The other thing I wanted to mention was that this book gets really heavy into the poverty and illiteracy of eastern Kentucky. The 2017 census showed that Kentucky has one of the highest poverty percentages in the US, with 16% to almost 18% of residents being below the poverty line. This is due to remote living, lack of access to education, and many other economic factors. That means that in the 80-plus years between that census and the time period of Richardson’s book, there are still people who struggle to afford basic human needs such as food, clean water, clothing, and shelter in the state. How is that for a reality check? The isolation, the fear of the government, the lack of education- not much of it has changed.

In the end, the biggest thing I want to say is that Richardson’s The Book Woman of Troublesome Creek is so much more than a book about a young girl spreading the love of books- it’s an encapsulation of Kentucky history that’s all too near the present. Do yourselves a favor and give it a read, because Cussy’s story deserves to be heard.

TL/DR: The Book Woman of Troublesome Creek by Kim Michele Richardson is a historical fiction novel about a young woman who worked as a packhorse librarian to the remote parts of eastern Kentucky in 1936, and who was of the rare Blue People.

Read it?
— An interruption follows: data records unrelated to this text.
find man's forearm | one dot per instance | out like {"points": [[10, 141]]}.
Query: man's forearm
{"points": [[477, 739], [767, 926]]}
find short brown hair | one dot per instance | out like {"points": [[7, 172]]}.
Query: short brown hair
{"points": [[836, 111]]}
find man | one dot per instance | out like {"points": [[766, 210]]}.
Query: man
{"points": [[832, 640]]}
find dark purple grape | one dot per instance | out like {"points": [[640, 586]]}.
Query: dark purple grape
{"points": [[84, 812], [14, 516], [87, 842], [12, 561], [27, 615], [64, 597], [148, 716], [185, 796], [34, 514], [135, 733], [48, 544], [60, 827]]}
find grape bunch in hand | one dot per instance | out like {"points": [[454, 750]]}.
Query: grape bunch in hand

Absolutely. If you’d rather listen to the audiobook, I highly recommend it too, although the southern accent is a little fake for my liking. But once you get into the narration, you won’t care.

Recommend it? Yes, goodness yes. It’s surprisingly heavy though, so I’d recommend with caution.

Buy it? YES. Honestly, I heard one stellar recommendation after another for this one, so I bought it immediately for my collection.